I am not in favour of split captaincy. England have done it, Joe Root couldn’t get into the T20 side. I don’t know why because he is a very good batsman. I am sure if he was in the T20 squad, he would be like Kane Williamson. He would be contributing and Joe Root can play some really good shots and pretty quick as well. He would certainly get more runs than what Eoin Morgan is getting. But he has captained well. It’s good for the country to have such good bench strength. But England have chosen to do it that way, that doesn’t mean India should do it. Why should we copy England?

How disappointed were you with India’s performance in this World Cup?
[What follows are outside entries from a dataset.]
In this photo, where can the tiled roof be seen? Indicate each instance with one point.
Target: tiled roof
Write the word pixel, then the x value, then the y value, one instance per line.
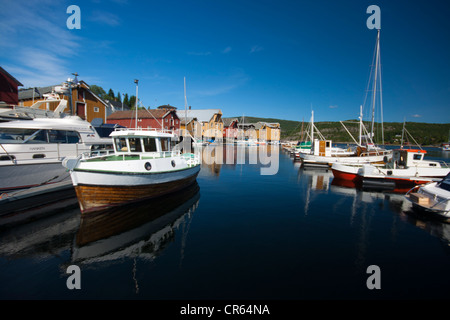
pixel 142 114
pixel 202 115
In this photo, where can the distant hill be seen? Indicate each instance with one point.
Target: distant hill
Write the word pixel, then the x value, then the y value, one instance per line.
pixel 424 133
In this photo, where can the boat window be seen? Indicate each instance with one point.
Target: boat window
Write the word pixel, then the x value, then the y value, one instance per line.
pixel 149 145
pixel 121 144
pixel 15 135
pixel 135 144
pixel 164 144
pixel 39 136
pixel 445 185
pixel 63 136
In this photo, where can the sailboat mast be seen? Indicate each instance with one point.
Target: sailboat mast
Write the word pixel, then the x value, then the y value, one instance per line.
pixel 375 81
pixel 185 109
pixel 136 81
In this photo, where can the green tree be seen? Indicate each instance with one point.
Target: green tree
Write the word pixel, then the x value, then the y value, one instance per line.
pixel 132 102
pixel 126 100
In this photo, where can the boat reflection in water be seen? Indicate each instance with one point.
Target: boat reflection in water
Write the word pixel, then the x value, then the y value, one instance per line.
pixel 395 201
pixel 134 230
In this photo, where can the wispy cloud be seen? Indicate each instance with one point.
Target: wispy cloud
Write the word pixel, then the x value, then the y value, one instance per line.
pixel 35 45
pixel 256 48
pixel 226 50
pixel 106 18
pixel 207 53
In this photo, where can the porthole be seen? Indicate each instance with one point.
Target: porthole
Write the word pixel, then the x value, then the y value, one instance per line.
pixel 8 157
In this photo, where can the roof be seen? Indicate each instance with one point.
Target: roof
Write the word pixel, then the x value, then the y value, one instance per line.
pixel 142 114
pixel 202 115
pixel 10 76
pixel 228 121
pixel 188 120
pixel 25 94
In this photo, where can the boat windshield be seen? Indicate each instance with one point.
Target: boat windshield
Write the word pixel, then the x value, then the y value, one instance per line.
pixel 445 183
pixel 20 135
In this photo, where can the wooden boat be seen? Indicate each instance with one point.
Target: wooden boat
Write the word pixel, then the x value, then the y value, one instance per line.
pixel 31 151
pixel 432 198
pixel 143 166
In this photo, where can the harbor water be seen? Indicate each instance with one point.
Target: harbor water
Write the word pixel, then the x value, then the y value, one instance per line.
pixel 292 234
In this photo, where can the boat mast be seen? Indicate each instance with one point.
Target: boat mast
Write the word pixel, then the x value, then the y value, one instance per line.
pixel 185 110
pixel 375 81
pixel 136 81
pixel 360 125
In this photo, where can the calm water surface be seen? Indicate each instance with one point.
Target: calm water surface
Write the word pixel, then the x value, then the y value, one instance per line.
pixel 236 234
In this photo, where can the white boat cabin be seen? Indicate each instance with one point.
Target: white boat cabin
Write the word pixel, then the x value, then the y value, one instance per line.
pixel 404 158
pixel 152 142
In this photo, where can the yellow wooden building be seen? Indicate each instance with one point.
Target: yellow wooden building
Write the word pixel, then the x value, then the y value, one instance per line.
pixel 208 125
pixel 81 102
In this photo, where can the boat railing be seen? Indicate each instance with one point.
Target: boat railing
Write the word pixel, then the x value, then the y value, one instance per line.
pixel 148 129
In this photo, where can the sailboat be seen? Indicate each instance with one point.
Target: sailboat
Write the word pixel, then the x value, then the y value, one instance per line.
pixel 406 169
pixel 446 146
pixel 322 152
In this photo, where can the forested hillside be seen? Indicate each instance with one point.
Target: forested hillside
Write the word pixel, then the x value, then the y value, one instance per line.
pixel 423 133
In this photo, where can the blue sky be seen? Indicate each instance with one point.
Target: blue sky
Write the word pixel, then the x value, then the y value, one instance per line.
pixel 277 59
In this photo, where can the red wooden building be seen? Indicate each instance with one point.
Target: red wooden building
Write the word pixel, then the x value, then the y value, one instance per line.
pixel 230 128
pixel 9 93
pixel 155 118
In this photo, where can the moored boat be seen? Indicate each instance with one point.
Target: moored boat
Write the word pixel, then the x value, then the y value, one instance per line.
pixel 406 169
pixel 432 198
pixel 31 151
pixel 144 165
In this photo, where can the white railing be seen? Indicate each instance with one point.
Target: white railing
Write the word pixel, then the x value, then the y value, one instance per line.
pixel 148 129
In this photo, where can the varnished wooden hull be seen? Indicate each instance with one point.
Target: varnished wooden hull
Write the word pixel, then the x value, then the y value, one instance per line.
pixel 99 197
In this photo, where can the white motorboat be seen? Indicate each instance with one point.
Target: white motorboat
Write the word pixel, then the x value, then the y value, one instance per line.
pixel 406 169
pixel 364 153
pixel 31 151
pixel 143 166
pixel 432 198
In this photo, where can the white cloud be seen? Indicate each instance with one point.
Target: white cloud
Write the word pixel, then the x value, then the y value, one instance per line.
pixel 106 18
pixel 256 48
pixel 35 42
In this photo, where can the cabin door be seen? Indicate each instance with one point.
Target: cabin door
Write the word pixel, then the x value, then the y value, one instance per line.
pixel 81 112
pixel 322 148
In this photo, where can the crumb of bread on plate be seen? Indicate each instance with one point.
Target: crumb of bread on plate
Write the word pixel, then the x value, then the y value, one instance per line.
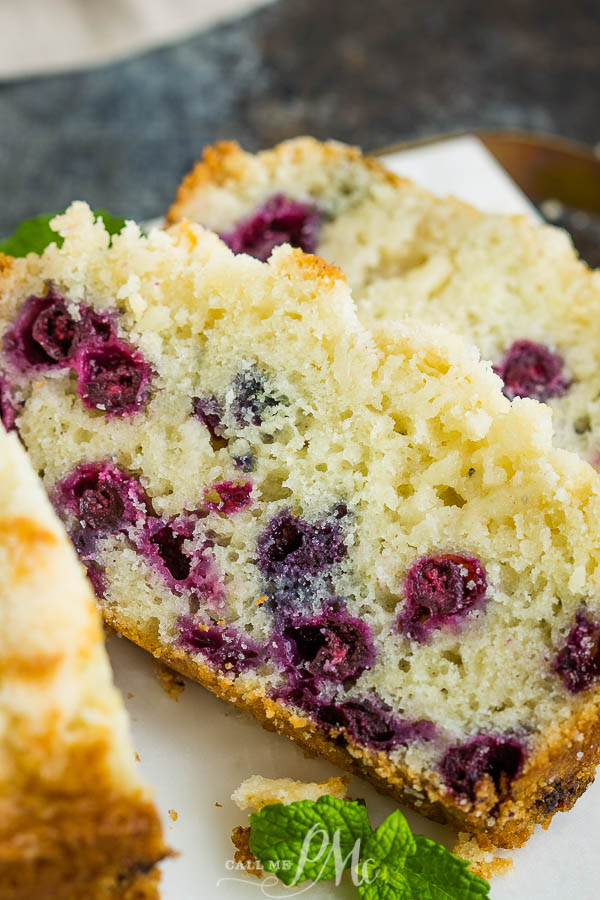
pixel 172 683
pixel 257 791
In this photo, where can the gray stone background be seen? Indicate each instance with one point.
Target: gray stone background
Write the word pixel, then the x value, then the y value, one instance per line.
pixel 371 73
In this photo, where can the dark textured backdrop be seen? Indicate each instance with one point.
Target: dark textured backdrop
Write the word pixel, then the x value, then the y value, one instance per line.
pixel 370 72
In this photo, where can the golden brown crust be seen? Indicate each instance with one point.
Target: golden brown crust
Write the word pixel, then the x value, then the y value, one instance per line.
pixel 76 821
pixel 226 163
pixel 552 780
pixel 81 848
pixel 240 838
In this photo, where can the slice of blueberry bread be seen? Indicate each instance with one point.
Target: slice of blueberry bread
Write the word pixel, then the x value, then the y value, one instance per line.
pixel 76 820
pixel 516 290
pixel 360 540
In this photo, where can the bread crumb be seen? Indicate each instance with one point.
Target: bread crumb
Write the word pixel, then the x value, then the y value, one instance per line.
pixel 256 791
pixel 171 682
pixel 240 838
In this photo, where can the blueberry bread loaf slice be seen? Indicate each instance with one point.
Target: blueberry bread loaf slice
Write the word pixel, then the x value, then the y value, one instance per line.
pixel 359 540
pixel 76 821
pixel 516 290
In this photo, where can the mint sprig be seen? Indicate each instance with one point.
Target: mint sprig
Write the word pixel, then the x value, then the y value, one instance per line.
pixel 287 839
pixel 318 840
pixel 34 235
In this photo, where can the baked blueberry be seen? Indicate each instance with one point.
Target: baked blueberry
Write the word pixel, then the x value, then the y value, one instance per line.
pixel 439 591
pixel 280 220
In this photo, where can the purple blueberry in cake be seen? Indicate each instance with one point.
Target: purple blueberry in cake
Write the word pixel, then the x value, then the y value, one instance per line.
pixel 112 376
pixel 225 647
pixel 181 558
pixel 371 723
pixel 102 497
pixel 332 646
pixel 280 220
pixel 578 662
pixel 439 591
pixel 43 335
pixel 228 497
pixel 47 333
pixel 532 370
pixel 209 411
pixel 500 757
pixel 292 548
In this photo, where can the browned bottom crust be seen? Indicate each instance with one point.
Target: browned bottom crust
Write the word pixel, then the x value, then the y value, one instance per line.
pixel 551 781
pixel 81 849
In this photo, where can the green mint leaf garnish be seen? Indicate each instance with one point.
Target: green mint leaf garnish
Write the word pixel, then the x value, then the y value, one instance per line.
pixel 378 881
pixel 309 839
pixel 391 843
pixel 318 840
pixel 34 235
pixel 434 873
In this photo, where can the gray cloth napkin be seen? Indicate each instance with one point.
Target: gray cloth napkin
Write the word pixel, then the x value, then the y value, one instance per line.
pixel 42 36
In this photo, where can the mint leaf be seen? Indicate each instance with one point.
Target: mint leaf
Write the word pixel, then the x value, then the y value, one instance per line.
pixel 392 842
pixel 433 873
pixel 309 839
pixel 31 236
pixel 34 235
pixel 113 224
pixel 378 881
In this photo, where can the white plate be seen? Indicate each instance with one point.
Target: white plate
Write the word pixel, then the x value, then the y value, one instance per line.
pixel 197 750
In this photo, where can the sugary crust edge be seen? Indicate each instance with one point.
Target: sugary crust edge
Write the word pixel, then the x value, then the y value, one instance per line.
pixel 225 163
pixel 552 780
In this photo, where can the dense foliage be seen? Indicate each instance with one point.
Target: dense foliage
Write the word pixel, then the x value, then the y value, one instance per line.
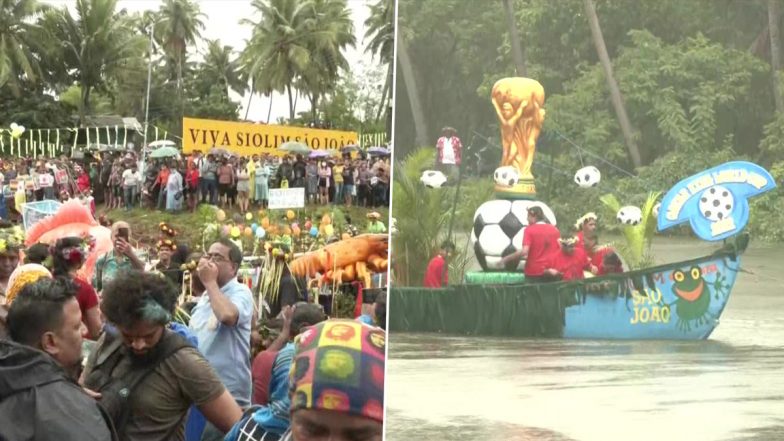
pixel 695 77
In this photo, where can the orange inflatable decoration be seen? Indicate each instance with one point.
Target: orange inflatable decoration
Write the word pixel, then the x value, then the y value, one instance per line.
pixel 73 219
pixel 345 261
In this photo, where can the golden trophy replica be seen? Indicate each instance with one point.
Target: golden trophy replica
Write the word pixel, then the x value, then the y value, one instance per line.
pixel 518 103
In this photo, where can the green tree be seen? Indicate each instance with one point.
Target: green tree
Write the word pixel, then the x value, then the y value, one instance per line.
pixel 20 41
pixel 94 45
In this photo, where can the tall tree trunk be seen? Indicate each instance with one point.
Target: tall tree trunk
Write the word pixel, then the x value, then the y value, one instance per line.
pixel 291 103
pixel 517 51
pixel 615 91
pixel 387 86
pixel 420 123
pixel 775 51
pixel 269 111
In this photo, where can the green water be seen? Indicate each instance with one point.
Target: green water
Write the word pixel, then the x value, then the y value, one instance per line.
pixel 730 387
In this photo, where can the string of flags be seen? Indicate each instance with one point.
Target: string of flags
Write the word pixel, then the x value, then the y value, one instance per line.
pixel 51 142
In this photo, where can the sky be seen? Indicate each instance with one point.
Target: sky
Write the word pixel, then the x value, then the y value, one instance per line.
pixel 222 22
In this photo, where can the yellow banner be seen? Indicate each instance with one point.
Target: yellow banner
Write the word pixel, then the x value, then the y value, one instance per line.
pixel 248 139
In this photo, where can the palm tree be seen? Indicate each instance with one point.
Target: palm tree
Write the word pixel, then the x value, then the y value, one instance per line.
pixel 333 31
pixel 381 32
pixel 178 25
pixel 93 45
pixel 20 38
pixel 278 50
pixel 220 68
It was very disappointing because India were by far the favourites to win this. But Pakistan gave them a knockout blow in the first match. All credit to Pakistan. They out-batted, out-bowled, out-fielded and out-captained India. I think against New Zealand, India pressed not the panic button, but the self-destruction button. They kept on hitting aerial shots right in the fielders’ hands as if they were giving them fielding practices. Why would the batsmen, who were so experienced, such class players, not try to place the ball between the fielders? They were hitting it exactly where the fielders were. That’s why we paid the price. If Trent Boult and Tim Southee, who are great bowlers, had taken wickets with great, unplayable deliveries, I can understand. You know we slaughtered teams like Afghanistan, Namibia and Scotland, but what’s the point?

As a wicketkeeper, you were the trendsetter back in the 1960s and 1970s with your flamboyant batting. Then India found MS Dhoni and now they have Rishabh Pant…

I am so happy. MS Dhoni has followed my tradition. Now Pant is carrying it on. I am very proud of them. They remind me of my youth. I know both the guys very well. They are full of respect, they always come to me for advice. It’s lovely to talk to youngsters, whatever knowledge you can share. Dhoni improved a lot tremendously as a wicketkeeper over the years, Rishabh has also improved a lot. It’s good to see wicketkeeping is in good hands.

With your style of cricket, you would have been a massive player in IPL…

Sachin always jokes with me that ‘you would have been the highest earner in IPL ever’. I think so because I loved hitting the ball hard, that was my style of play. I wish I had the equipment that these guys have these days, these bats. You know I once scored 94 before lunch on the first morning of a Test match, that was unheard of. It was against West Indies on a green top in Chennai, against Wes Hall, Charlie Griffith and Garry Sobers and I opened because nobody else wanted to open. But I could have easily got a hundred before lunch. I got it in the first ball after lunch when Lance Gibbs came on to bowl. And, after facing bouncers and beamers, there was no limit on bouncers and beamers those days and no helmets, seeing an off-spinner come to bowl, I hit him out of the stadium. I think the ball is still travelling, they never found it!

Did the game have bigger characters back then compared to now?

There were larger than life characters in our time, even though there was no money. We played for 50 rupees a day. I and (Sunil) Gavaskar were batting against New Zealand, you know, we were winning a Test match in four days, we needed 15-20 runs. And messages started coming from the dressing room, asking us to take the match into the fifth day because we would have lost out on the 50 rupees for the last day. So we had to block, and the next morning we scored the three-four runs needed for the win, a big cheer went up. The whole team got 50 rupees each. That was for playing one more day of a Test match!